José Montilla ha amagado con responder a la propuesta de Mas argumentando que "catalanistas los hay en muchos partidos", aunque no está claro que esté dispuesto a desarrollar el argumento hasta sus últimas consecuencias. Una de las cuales, a mi juicio, sería la de explicitar el valor político que se le concede a ese supuesto denominador común catalanista. Cuestión en la que nadie parece querer entrar, tal vez porque entonces no habría más remedio que abordar un par de asuntos de la mayor importancia.

El primero, planteado en su momento en las páginas de Cataluña de este mismo diario por el fallecido secretario general del PSUC Antoni Gutiérrez Díaz, con ocasión del análisis de los resultados de unas elecciones. Señalaba entonces el error de buena parte de los partidos catalanes al descalificar los sentimientos de pertenencia de signo diferente al promovido por ellos. Lo que es como decir: la reincidencia en el tópico de que hay sentimientos y sentimientos, esto es, de derechas y de izquierdas, progres y fachas -como si tuviera sentido sostener que emocionarse ante una bandera de color X está cargado de razón mientras que hacer lo propio ante otra de color Y resulta completamente absurdo-, además de constituir una manifiesta incoherencia, da lugar a gruesas equivocaciones en la valoración de las actitudes del electorado. Un electorado al que a menudo se le atribuye una u otra ubicación en el arco político en función únicamente de tales registros emotivos, favoreciendo así su desplazamiento hacia espacios donde se puede sentir menos hostigado en este aspecto (el giro hacia opciones conservadoras de una parte importante del voto, tradicionalmente de izquierdas, del cinturón industrial de Barcelona probablemente se explique en gran medida desde esta clave).

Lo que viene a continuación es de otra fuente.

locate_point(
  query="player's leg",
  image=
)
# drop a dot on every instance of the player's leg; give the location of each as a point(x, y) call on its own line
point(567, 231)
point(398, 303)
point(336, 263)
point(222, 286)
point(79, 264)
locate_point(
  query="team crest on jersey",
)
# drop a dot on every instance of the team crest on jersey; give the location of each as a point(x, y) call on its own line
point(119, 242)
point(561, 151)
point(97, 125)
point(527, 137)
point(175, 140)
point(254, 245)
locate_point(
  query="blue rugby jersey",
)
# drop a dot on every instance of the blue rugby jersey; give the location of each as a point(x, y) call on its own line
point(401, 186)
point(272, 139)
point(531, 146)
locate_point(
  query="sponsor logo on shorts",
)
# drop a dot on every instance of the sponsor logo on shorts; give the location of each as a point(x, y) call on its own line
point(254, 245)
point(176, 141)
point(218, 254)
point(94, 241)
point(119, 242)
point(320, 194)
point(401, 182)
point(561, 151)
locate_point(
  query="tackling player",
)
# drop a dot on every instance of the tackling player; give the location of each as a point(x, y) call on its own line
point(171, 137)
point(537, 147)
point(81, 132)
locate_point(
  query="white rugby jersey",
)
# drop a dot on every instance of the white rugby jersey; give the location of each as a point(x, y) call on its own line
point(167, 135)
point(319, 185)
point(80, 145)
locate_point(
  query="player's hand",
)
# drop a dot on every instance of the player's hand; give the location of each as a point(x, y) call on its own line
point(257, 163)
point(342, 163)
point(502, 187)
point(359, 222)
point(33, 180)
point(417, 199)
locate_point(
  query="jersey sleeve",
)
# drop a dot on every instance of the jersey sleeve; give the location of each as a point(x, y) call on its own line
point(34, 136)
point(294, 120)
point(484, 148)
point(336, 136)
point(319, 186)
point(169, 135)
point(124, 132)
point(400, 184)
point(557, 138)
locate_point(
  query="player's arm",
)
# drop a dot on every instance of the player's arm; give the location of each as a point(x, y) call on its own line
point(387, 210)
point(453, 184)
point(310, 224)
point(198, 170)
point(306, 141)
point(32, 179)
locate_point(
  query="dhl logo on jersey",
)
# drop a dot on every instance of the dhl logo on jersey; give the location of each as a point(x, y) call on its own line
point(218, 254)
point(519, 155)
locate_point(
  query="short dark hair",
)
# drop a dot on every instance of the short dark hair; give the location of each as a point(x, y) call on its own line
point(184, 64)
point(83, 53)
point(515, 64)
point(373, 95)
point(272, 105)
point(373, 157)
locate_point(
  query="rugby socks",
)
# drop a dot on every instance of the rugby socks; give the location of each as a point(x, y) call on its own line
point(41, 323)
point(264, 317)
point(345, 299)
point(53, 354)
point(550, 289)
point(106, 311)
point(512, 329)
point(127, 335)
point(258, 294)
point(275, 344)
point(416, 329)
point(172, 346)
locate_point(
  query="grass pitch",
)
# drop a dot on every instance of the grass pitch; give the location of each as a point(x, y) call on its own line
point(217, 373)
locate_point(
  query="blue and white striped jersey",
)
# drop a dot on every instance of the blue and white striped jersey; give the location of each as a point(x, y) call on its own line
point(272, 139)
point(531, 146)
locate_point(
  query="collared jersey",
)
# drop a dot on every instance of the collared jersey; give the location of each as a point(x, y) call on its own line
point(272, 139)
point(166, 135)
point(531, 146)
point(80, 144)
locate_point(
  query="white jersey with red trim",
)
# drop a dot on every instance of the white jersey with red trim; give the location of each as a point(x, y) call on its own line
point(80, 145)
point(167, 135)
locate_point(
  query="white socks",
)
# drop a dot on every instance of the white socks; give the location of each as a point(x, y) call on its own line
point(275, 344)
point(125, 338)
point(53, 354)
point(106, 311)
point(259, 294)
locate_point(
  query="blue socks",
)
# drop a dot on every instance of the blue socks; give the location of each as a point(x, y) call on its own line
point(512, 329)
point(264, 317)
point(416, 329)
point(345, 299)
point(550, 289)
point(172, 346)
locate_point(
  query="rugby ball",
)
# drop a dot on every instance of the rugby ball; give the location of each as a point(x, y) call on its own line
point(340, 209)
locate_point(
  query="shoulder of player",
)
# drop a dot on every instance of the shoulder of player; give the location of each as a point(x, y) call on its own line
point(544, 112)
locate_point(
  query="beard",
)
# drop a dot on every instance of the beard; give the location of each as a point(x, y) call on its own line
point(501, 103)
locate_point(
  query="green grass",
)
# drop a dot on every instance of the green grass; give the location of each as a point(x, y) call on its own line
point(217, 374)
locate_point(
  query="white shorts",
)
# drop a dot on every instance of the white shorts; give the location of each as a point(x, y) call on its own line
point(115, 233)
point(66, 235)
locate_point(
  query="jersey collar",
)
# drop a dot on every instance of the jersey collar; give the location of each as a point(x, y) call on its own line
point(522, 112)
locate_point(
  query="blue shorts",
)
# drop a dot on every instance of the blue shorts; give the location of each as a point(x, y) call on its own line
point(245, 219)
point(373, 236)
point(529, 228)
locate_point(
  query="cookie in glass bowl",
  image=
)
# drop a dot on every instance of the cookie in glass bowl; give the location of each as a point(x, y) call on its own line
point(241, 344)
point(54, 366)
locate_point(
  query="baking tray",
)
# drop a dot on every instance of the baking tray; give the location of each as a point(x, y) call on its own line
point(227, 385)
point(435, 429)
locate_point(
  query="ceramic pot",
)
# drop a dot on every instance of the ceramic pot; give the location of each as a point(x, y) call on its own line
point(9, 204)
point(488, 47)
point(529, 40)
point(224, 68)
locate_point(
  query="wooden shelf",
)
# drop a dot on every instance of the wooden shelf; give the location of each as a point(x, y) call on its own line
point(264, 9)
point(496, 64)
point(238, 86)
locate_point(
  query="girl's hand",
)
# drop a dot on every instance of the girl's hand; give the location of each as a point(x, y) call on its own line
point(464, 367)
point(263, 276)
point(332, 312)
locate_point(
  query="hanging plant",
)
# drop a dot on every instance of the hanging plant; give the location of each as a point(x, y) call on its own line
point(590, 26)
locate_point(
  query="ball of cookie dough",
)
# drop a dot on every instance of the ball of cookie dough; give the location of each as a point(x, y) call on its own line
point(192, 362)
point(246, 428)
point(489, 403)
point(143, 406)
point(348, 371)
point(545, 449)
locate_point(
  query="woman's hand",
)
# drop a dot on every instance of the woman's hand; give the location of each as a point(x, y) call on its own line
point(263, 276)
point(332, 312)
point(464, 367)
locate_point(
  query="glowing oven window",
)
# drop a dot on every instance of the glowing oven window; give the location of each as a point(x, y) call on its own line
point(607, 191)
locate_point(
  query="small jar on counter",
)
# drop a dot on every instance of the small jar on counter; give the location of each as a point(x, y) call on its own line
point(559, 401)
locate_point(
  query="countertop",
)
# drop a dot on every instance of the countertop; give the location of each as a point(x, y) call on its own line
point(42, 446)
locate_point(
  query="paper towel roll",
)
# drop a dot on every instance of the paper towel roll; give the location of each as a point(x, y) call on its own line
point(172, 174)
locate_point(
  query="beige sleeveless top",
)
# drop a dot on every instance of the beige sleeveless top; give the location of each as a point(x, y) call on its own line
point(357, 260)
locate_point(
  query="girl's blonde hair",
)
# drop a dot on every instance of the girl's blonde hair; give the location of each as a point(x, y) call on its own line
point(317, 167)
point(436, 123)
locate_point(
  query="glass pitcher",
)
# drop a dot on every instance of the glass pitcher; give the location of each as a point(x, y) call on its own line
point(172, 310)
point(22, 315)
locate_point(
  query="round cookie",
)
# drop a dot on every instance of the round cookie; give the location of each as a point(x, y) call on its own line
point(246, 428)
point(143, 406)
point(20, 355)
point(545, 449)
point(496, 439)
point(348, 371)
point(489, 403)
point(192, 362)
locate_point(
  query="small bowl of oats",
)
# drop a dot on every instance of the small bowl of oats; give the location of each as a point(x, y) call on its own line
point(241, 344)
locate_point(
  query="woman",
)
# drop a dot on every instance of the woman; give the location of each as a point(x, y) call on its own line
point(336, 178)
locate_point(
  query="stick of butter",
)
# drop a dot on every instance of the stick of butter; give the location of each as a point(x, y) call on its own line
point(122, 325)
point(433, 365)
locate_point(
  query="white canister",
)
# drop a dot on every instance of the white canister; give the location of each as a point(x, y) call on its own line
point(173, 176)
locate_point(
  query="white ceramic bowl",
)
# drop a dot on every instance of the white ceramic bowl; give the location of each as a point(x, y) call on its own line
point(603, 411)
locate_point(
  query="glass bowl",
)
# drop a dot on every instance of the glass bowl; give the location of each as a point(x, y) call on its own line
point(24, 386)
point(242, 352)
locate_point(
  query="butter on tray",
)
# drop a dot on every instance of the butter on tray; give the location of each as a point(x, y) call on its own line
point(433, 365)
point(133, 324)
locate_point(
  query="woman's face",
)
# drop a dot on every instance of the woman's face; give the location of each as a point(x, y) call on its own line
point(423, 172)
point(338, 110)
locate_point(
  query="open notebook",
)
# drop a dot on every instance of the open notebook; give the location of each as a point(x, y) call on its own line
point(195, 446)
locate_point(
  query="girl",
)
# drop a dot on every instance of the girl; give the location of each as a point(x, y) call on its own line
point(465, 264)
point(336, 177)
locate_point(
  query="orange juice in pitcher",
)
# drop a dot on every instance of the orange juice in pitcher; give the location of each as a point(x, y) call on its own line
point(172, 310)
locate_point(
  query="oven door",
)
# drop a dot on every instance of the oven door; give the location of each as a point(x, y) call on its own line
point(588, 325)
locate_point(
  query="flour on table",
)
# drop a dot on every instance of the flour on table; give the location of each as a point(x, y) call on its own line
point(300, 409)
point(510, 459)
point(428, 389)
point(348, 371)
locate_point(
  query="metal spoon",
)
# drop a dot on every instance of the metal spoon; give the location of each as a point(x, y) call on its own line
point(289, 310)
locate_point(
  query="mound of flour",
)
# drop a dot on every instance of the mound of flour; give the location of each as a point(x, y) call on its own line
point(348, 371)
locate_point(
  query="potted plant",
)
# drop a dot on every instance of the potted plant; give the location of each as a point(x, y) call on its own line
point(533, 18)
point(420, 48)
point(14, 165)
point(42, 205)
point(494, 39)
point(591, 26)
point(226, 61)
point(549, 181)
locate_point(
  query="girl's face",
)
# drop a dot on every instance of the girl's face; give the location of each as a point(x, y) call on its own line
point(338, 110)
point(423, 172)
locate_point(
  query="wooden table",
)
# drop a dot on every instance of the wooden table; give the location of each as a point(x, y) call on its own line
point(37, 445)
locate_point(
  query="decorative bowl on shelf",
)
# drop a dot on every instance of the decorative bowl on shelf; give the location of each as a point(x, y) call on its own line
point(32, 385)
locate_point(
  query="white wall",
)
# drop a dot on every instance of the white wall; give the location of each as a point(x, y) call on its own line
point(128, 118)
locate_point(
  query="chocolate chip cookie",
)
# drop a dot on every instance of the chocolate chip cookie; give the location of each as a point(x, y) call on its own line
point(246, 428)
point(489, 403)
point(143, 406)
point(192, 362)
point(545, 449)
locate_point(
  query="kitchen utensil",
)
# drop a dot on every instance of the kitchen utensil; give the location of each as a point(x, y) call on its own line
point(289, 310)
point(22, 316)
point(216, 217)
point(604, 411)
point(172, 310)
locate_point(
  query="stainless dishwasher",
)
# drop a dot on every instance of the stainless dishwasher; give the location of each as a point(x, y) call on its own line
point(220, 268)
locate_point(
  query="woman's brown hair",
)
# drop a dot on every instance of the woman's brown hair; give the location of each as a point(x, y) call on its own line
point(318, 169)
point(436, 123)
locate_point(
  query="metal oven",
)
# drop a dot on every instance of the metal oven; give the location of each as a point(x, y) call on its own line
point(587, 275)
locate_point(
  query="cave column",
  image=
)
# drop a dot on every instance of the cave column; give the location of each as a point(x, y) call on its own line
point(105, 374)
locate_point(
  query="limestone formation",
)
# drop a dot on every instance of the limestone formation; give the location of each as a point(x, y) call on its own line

El segundo asunto que debería abordarse en cierto modo complementa -o se desprende de- el primero. Habría que preguntarse muy seriamente qué modelo de sociedad tienen en su cabeza construir aquellos a los que se les llena la boca proclamando su anhelo de ser un país normal, como otros de nuestro entorno (o sea, con Estado propio), pero que consideran cuerpos extraños -cuando no directamente sospechosos de enemigos del país- a todos aquellos ciudadanos que no piensen su relación con el territorio en términos de pertenencia, amor, patriotismo o similares. Esto es, ciudadanos que cuestionen radicalmente el valor político de cualesquiera conceptos identitarios.

Fuimos pocos los que en su momento alzamos la voz desde Cataluña señalando el desastre que estaba suponiendo el proceso estatutario, aunque ahora todos se apunten a la valoración negativa (empezando por el mismísimo promotor de la iniciativa). El fracaso del referéndum, unido a algún fiasco ulterior -en especial el crecimiento imparable de la marea abstencionista- ha hecho que buena parte de nuestros políticos intentara representar ante la ciudadanía un papel autocrítico que tenían muy poco ensayado.

Empezamos a comprobar que con la presunta autocrítica no basta. Se necesita que ésta cumpla un pequeño, pero significativo, requisito de contenido, a saber, que no empeore todavía más las cosas. Si, con todo lo que ha llovido, lo mejor que se les ocurre a algunos políticos catalanes son propuestas como la de Mas (la de Carod exige renglón aparte: ¿qué valor le está atribuyendo el líder de Esquerra a los resultados del referéndum sobre el Estatut? ¿No considera que fue éste un ejercicio suficientemente satisfactorio de autodeterminación? ¿Que no le gustara el resultado justifica que proponga otro para dentro de siete años?) habrá que concluir que más valdría que se hubieran abstenido de un ejercicio autocrítico que, a la vista está, no se les termina de dar demasiado bien.

Manuel Cruz, catedrático de filosofía en la Universidad de Barcelona y director de la revista Barcelona Metrópolis.